1. For a specific file, i need to update & Delete the specific records only from the new files not the entire qvd and other records should remains there.

2.Also in another qvd file i should keep updating the new records only and no delete required there.

I hope i made things clear and i ready to explain further if required.

Thanks again

Nandhakumar

nandhaadjame200 · ‎2018-10-28

Hi Dilip

Thanks for your reply

I have replied to Juraj with more details and can you please help with the scenario which i mentioned above.

Thanks

Nandhakumar

dplr-rn · ‎2018-10-29

How are you identifying if a record has changed and needs updation?

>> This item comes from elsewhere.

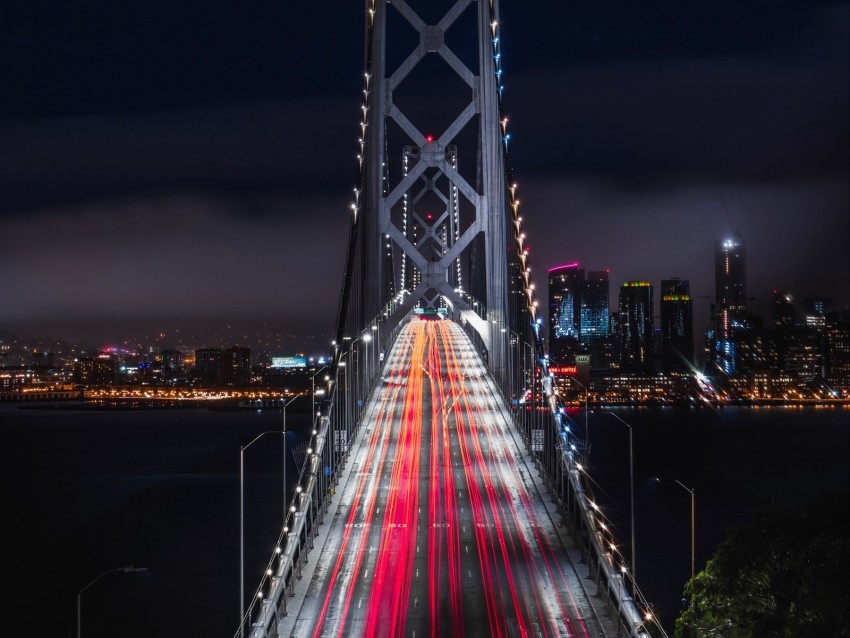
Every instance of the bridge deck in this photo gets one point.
(439, 528)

nandhaadjame200 · ‎2018-10-29

Hi Dilip

No identification will be there inside the file but if the record is updated in source and then file with the updated records will be place in the specific folder. We have to consider the file as updates and concatenate the same in QVD.

I hope my answer is clear. Please let me know if any clarifications.

Thanks

Nandhakumar

dplr-rn · ‎2018-10-29

My question was regarding individual records do you have a updated/changed date or flag or something similar.

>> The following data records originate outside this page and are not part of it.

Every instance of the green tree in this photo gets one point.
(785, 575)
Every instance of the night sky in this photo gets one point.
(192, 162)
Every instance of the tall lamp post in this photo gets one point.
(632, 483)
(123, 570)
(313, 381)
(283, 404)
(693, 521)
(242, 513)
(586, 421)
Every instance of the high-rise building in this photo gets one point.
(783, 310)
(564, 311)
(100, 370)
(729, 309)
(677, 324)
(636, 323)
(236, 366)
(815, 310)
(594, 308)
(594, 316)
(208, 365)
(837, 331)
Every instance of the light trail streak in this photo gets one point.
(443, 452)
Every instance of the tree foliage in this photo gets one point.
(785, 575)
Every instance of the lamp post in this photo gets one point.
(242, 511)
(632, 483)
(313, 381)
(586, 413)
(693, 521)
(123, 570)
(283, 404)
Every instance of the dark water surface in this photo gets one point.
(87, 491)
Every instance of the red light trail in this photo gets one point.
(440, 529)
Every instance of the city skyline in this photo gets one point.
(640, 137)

if yes look at link I shared earlier on incremental load.

If not you may need to use hash functions to check if a row has changed. I.e. always create a hash of the columns concantenated together use that as a check if row has changed

Thank You

Dilip Ranjith

Sent via mobile

dplr-rn · ‎2018-10-29

Expanding on above

Create a hash key from all the fields (or at least all non-key fields). You can check for each row identifiers/keys if the calculated hash has changed. If the hash value is different at least one field has a new value. And you need to update

See below for some additional details

www.qlikfix.com/2014/03/11/hash-functions-collisions/

juraj_misina · ‎2018-10-29

Hi,

this one sounds tricky. You say there's no update indication on the record, so I assume this:

A file xyz_20181026.csv contains following records:

ContactID, Email, Value

1, a@a.a, 10

2, a@a.a, 20

3, b@b.b, 30

4, c@c.c, 40

The next day, record 2 gets updated and record 4 gets deleted, so you'll get a new version of the file xyz_20181027.csv with following content:

ContactID, Email, Value

1, a@a.a, 10

2, d@d.d, 25

3, b@b.b, 30

IF my assumption is correct, then you need something like this (not tested, but you'll get the idea)

NewData:
LOAD
FileBaseName() as SourceFileFull,
SubField(FileBaseName(), '_', 1) as SourceFileKey, //just a file name without date info
SubField(FileBaseName(), '_', 1)&'|'&ContactID&'|'&Email as RecordKey,
*
From [lib://SourceDir/*.csv]
(txt, embedded labels, delimiter is ;);

If(FileSize('lib://SourceDir/HistoryQVD.qvd')>0) then
Concatenate(NewData)
LOAD
*
From [lib://SourceDir/HistoryQVD.qvd](qvd)
Where
Not(Exists(SourceFileKey)
;
EndIf

Store NewData into [lib://SourceDir/HistoryQVD.qvd](qvd);

If only updated records are exported in the file again, then your increment key would be RecordKey field (so you'd use it in he Exists function instead of SourceFileKey field). But, in such case there's no way to find out wich records were deleted.

Hope this helps.

Juraj